I have just returned to Redding from a two week break in Maryland for Christmas. It was so wonderful to be back home and to rest. It felt like a reset button was pushed for me. God did some amazing things while I was home too. By the end of my break I was ready to get back to learning more about pursuing my call to live for Jesus.
I came back Friday and was quickly thrown back into Redding life by beginning my homework that is due this week that I purposely neglected over break. I felt quite guilty about it. I realized by me making the decision to neglect my homework, I couldn't see people or do things I wanted to and I just felt angry at myself for making stupid decisions or being too lazy. I went to church Sunday night and we arrived a tad bit late and it appeared that it was baptism Sunday! The people being baptized were lined up on stage sharing their testimonies and I was being touched by God about their encounters with God's grace and love. At that moment, I realized how mad I was at myself for not being good enough or being "stupid" and I felt God's love for me. I knew my homework didn't matter or the amount of time I spent in my pajamas....what mattered to Him was that I was accepting His love. By me condemning myself, I wasn't accepting His love and grace. Sometimes when I pray over people I say to them, "There's nothing you can do that can separate you from the love of God." I think that is such an important thing to say because that has been the most freeing thing that God has shown me. Humans are always trying to do more and be better, but with God it is just the opposite. I don't have to do anything, I just have to enjoy being His daughter.

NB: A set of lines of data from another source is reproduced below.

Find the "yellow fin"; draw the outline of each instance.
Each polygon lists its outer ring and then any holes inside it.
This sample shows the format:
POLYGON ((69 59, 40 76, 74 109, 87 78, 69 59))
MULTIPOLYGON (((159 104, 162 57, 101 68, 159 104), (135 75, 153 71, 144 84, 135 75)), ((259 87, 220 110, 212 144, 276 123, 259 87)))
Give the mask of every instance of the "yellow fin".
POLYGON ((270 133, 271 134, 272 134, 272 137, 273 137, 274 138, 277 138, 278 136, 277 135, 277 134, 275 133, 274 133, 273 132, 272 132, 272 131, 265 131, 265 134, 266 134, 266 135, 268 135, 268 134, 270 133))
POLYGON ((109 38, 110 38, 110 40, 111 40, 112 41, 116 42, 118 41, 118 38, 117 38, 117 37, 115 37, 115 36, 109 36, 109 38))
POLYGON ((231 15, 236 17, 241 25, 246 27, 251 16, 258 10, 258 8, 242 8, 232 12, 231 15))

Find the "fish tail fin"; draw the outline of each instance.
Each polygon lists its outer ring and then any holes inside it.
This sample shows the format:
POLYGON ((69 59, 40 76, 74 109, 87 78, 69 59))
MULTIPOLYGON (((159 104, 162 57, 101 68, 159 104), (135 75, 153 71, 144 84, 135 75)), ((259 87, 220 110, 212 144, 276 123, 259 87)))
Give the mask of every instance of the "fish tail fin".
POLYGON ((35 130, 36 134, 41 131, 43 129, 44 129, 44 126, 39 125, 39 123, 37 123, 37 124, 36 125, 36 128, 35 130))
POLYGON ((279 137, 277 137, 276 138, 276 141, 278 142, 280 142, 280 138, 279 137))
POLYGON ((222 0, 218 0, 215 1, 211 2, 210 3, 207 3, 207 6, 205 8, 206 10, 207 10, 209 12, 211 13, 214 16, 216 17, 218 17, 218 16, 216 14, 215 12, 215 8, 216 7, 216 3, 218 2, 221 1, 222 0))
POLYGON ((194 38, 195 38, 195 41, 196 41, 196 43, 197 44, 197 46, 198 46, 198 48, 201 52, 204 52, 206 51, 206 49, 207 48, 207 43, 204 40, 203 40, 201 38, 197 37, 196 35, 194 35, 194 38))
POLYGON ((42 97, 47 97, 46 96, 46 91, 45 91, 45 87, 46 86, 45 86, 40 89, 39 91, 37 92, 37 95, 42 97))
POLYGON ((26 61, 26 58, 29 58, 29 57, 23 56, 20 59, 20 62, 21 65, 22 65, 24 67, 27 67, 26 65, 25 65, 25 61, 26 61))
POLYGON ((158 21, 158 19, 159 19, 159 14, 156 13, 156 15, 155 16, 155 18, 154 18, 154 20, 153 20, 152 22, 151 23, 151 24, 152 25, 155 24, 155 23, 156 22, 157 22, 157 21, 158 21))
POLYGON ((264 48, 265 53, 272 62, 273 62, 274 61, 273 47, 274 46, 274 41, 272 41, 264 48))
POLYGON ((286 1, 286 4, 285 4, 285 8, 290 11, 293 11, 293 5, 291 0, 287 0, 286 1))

At Bethel, the baptisms are done while worship is going on. While worship was playing, I'm not sure if a certain song was playing that prompted me to go, but I felt that dedicating my life to being submerged in His love for as long as I live was a good way to start my 2013. While I was waiting in line, I felt God say to me, "I am your God, I am your King, I am your Father. Trust in Me that I will provide everything." I was so overcome with His love. I felt like I was floating in the goodness and assurance of His voice. Him saying this took me a step further in realizing what resting in His love meant....it means not worrying and knowing that a loving Father provides everything because He wants to.
I have felt ever since I came to Bethel that I would never be the same, but this moment was a prophetic declaration over my life to live with all my mind, my heart, and my body for God. When I walking into the water I was thinking how I wanted to experience every part of that moment. I wanted to feel the anticipation of waiting to go under, I wanted to feel my body being immersed in the water, and I wanted to feel the joy of being raised to life. And I DID! It was an intimate experience and a miraculous one.
The revelation of the Father's love that I received is for you as well. "Freely you have received, freely give." Matthew 10:8b. I release my testimony to you to have the same encounter, but better. I pray you receive God's grace and you experience His loving acceptance. He created you, so why would He not accept you? He is the perfect Father.